During the pandemic, the organizational, interpersonal, and individual factors we identified shaped how effective nurses were in their work. When nurses had clear expectations about how to perform their jobs from the hospital leaders, they were also more likely to work from their sense of purpose as healers. When supervisors supported their creative problem solving and helped them manage challenging feelings, nurses were indeed more resourceful and pushed themselves to work to their full potential. These lessons can provide guidance for managers and other organizations to best support their employees towards their full potential.
Organizations can support employees by reducing the bureaucratic demands, creating a culture of trust, and rethinking the role of leadership.

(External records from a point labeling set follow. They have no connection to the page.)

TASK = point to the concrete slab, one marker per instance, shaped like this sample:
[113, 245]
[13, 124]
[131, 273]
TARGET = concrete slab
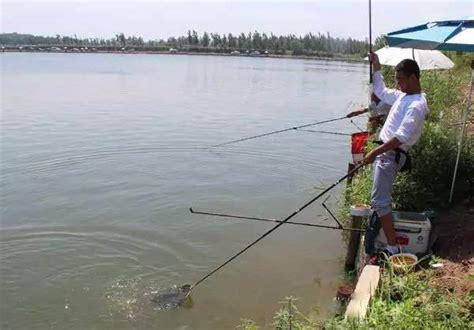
[365, 289]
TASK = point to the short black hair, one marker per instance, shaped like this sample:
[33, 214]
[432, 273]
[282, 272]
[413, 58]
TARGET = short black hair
[408, 67]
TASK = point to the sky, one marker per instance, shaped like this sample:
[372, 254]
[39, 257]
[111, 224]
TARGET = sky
[160, 19]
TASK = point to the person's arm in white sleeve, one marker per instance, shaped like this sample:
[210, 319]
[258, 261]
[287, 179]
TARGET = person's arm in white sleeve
[410, 130]
[385, 94]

In our experience guiding organizations through significant changes (e.g., restructuring), our team has found that learning the granular details of employees’ days can reveal ways to reduce bureaucratic, redundant, and unnecessary activities that get in the way of their work.
Building trust rests on employees seeing how supervisors and organizational leaders care about their work-related concerns and well-being. To truly develop trust, managers should solicit input from employees at every level in the organization, acknowledge employee ideas, understand how their decisions influence employees’ experiences at work, and communicate why some ideas are not/cannot be accepted. Asking for input and communicating a response to it leads to employees feeling heard and not feeling dismissed by pat explanations of budget shortages and other standard replies.

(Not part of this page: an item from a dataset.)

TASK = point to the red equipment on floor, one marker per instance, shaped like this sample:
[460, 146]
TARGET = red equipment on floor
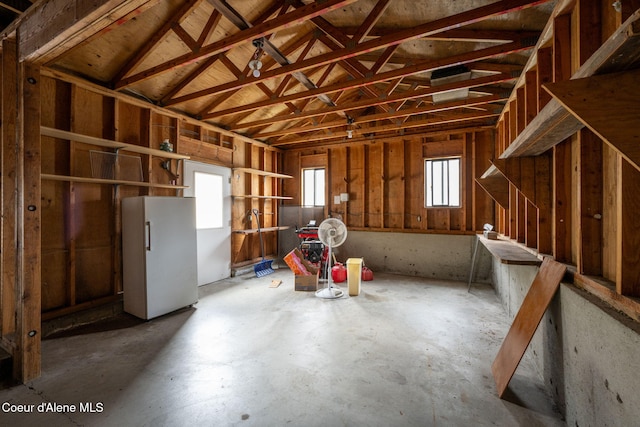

Leaders should work to develop and practice their own emotional intelligence skills to help them perceive, use, understand, and manage emotions. During the pandemic, acting in emotionally intelligent ways means acknowledging employees’ heightened anxiety and assuring them that being overwhelmed under these circumstances is not a sign of poor skills. Supervisors who act in emotionally intelligent ways will create a more positive work climate, have employees who are able to grow in their jobs, and be more effective.

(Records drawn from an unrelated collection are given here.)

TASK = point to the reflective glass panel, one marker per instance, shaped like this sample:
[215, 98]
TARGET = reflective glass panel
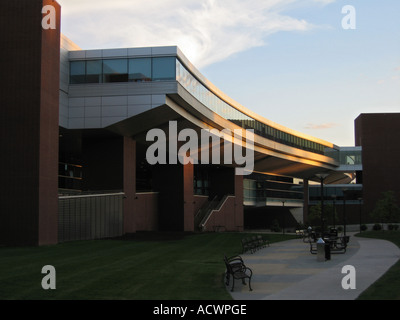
[164, 68]
[115, 70]
[94, 70]
[140, 69]
[77, 72]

In the best of times, many employees do not work to their full potential. This should be a call to action. Our potential is like an energy reservoir, and when some of it is drained by unmitigated stress, less is left to fuel work performance. To mitigate these productivity sapping stresses, managers should consider employees’ experience through the lens of the factors we identified above. Productivity and well-being at the personal level will enable productivity and success at the organizational level.